Amsterdam

Amsterdam, by Ian McEwan, Jonathan Cape

September 19 1998 / The Times

Ian McEwan is a dualist: he divides the world into conflicting opposites and makes fiction from the sparks thrown up by their collision. His work thrives on dichotomies and dilemmas: the clash between science and unreason, between rationalism and belief, between public and private. He creates dramas out of accidental occurrences: the disappearance of a young child from a supermarket (The Child in Time , 1987); a ballooning accident in Oxfordshire (Enduring Love , 1998); the sudden appearance of menacing hounds (Black Dogs , 1992).

For McEwan life is a kind of disaster area where random events destabilise even the most ordered existences. In Amsterdam , his sly and absorbing novella, the drama pivots on the discovery of lurid photographs of a right-wing foreign secretary dressed up as a woman. The editor of a struggling broadsheet newspaper buys the photographs of the foreign secretary, an old friend whom he privately despises. Publication, he reasons, will have a dual effect: increase circulation of his newspaper and ruin the politician.

The editor’s actions are denounced by another friend, a self-savouring composer called Clive Linley, who himself is morally compromised when he witnesses the attack of a woman in the Lake District but, comically absorbed by his own “inner-music”, fails to intervene. So we have the ethical conflict - one situation echoing and informing the other - on which the fiction turns.

Amsterdam , like Enduring Love , is written against the template of a thriller; and like all McEwan’s work it has a superb readability. It is also very funny, the final macabre scene, which takes place in Amsterdam, especially so. If there is a weakness it lies in an over-determined, schematic structure - perhaps inevitable in such a short, driven work. Why, for instance, must Linley witness a rape as soon as he visits the Lakes? The event does not emerge organically but seems entirely a function of plot: once Linley leaves London you expect something sinister to happen and sure enough it does. I have walked in the Lakes on countless occasions, yet the most frightening thing I have ever seen was the reflection of my own orange kagoule in a fast-moving stream.

Still, McEwan writes well about newspaper offices (unlike, say, Julian Barnes whose new novel, England, England , full of worthless hacks, seldom rises above heavy-handed caricature). He understands how the proprietorial pressure to impress not just readers but also your peers - by being, in short, first with interviews and stories - compromises and demeans editors, forcing them into morally duplicitous situations. He writes, too, with acute psychological insight about adult friendship, about how so many of us are, like Clive Linley, no more than monoliths of motive: absorbed in our own petty quests for self-fulfilment, quests which can render old friendships as dust.

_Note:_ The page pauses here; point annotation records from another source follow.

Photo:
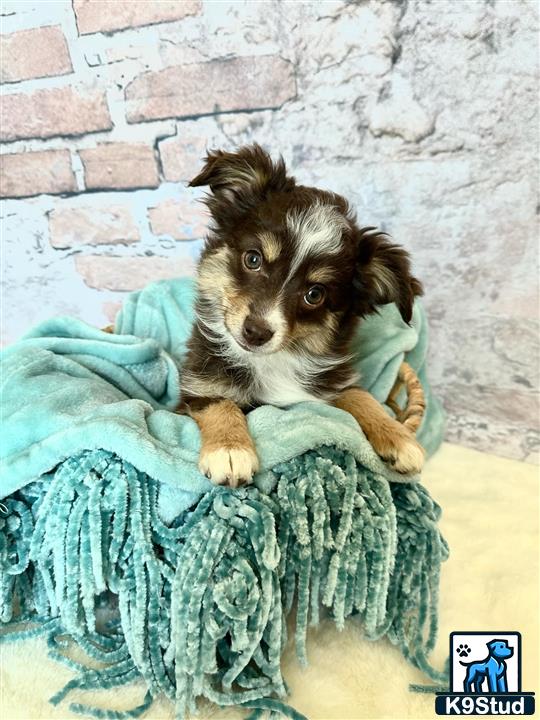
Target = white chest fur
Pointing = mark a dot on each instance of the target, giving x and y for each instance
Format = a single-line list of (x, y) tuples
[(280, 379)]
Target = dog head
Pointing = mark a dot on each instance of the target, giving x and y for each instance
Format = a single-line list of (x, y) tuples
[(286, 266), (500, 649)]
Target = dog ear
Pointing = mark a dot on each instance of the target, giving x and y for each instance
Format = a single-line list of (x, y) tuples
[(243, 177), (383, 274)]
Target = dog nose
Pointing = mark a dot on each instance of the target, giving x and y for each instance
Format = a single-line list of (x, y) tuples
[(256, 332)]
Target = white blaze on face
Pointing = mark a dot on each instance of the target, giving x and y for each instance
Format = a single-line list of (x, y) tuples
[(317, 230)]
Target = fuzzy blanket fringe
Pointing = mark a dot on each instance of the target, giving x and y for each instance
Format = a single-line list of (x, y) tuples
[(198, 608)]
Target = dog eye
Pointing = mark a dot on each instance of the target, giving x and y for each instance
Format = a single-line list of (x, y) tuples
[(253, 260), (315, 295)]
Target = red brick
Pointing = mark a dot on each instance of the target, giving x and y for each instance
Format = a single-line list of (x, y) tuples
[(120, 166), (243, 83), (52, 112), (123, 274), (69, 227), (181, 156), (26, 174), (182, 221), (40, 52), (110, 15)]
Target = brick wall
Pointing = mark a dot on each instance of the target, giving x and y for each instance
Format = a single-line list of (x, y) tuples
[(424, 116)]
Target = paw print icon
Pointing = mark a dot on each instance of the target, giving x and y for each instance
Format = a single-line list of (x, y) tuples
[(463, 650)]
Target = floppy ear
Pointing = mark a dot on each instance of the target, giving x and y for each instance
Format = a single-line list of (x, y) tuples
[(383, 274), (243, 177)]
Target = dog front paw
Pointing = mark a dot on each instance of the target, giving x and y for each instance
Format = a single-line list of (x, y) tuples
[(229, 466), (400, 450)]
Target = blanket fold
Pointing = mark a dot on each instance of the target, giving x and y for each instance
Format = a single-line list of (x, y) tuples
[(68, 387), (104, 509)]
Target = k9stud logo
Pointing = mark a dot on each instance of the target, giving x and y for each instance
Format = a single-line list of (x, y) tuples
[(485, 676)]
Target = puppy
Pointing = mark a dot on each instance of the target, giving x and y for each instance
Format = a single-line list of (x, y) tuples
[(284, 278)]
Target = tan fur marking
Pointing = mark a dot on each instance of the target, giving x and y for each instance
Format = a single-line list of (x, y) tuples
[(319, 339), (227, 451), (321, 275), (236, 307), (271, 246), (390, 440)]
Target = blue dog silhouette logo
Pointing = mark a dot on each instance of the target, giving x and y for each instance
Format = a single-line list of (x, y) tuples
[(490, 671), (485, 675)]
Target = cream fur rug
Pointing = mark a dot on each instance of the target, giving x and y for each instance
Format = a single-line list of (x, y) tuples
[(490, 519)]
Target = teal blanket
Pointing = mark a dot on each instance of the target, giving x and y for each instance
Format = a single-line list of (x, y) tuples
[(68, 387), (103, 505)]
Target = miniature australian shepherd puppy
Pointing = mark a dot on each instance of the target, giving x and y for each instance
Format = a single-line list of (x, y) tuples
[(284, 278)]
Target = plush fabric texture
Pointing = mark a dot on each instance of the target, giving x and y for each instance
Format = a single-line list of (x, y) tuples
[(104, 505)]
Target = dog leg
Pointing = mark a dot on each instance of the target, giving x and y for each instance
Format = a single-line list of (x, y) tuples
[(390, 440), (227, 454)]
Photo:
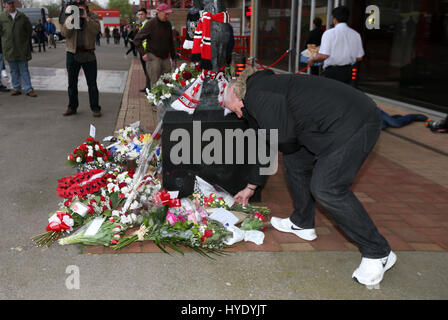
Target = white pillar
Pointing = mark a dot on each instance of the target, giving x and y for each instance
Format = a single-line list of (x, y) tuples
[(243, 17), (291, 34), (312, 13), (299, 29), (329, 10)]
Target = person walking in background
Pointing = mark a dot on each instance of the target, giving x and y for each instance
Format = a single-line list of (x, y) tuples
[(107, 32), (80, 46), (313, 42), (142, 16), (340, 48), (131, 35), (15, 33), (40, 34), (2, 68), (98, 38), (50, 30), (159, 53), (116, 35), (124, 35)]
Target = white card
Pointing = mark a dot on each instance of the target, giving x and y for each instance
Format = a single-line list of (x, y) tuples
[(92, 131), (173, 194), (95, 225), (135, 124), (224, 216), (80, 208)]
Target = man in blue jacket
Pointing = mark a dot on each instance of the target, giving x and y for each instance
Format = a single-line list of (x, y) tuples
[(50, 30), (326, 129)]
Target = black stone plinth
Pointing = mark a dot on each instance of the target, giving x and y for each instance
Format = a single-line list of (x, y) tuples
[(231, 177)]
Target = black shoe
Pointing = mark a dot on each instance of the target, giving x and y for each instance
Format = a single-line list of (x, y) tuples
[(69, 112), (419, 117), (97, 114)]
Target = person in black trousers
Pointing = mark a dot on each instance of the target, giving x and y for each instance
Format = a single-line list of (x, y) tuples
[(325, 130), (314, 38), (40, 34)]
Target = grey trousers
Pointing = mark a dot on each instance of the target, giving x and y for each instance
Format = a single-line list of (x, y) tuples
[(327, 180)]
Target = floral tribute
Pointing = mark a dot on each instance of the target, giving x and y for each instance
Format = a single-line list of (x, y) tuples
[(107, 204), (90, 152)]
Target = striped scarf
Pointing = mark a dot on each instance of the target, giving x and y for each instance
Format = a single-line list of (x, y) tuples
[(189, 100), (202, 48)]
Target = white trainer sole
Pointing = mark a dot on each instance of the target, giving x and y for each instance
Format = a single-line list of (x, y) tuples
[(285, 225), (392, 258)]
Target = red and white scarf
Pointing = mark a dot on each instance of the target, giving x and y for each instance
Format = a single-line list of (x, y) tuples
[(202, 48), (189, 100)]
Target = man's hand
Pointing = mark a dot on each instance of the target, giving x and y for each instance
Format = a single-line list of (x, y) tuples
[(244, 195), (310, 62)]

Ian McEwan is a miniaturist: he shrinks where others enlarge. His work is at its best when at its shortest, when his imaginative brio is most tightly concentrated. His first collection of stories, First Love, Last Rites (1975), had a gruesome originality: experimental work about murder, molestation and incest, stories about lonely sadists, paedophiles and castration. Re-reading these stories you are struck not so much by the content as by the authenticity of the narrative voice. From the start McEwan had his own voice, his own a skewed signature. His mature work may lack the urgency and verbal exuberance of First Love, Last Rites , but his voice and plain, staccato style remain absolutely characteristic. And he still retains a capacity for aesthetic surprise. It is hard to think of a more impressive opening to a novel than the first chapter of Enduring Love , where the chance meeting of two men at the scene of an accident prefigures disasters.

What impresses, in the end, is McEwan’s willingness to grapple with modernity. There is very little about the modern world that does not interest him, from science to politics to musicology. Yet the demand of writing about the way we live today is freighted with difficulty, perhaps because we are so conscious of the world around us changing. No sooner have we attempted to represent our contemporary experience than the picture has altered.

Yet McEwan, almost alone among modern British writers, continues to dissect contemporary morality with the ruthlessness of a child pulling the wings off a butterfly. He knows exactly what he wants to say and how to say it. There are not many writers of whom that is true.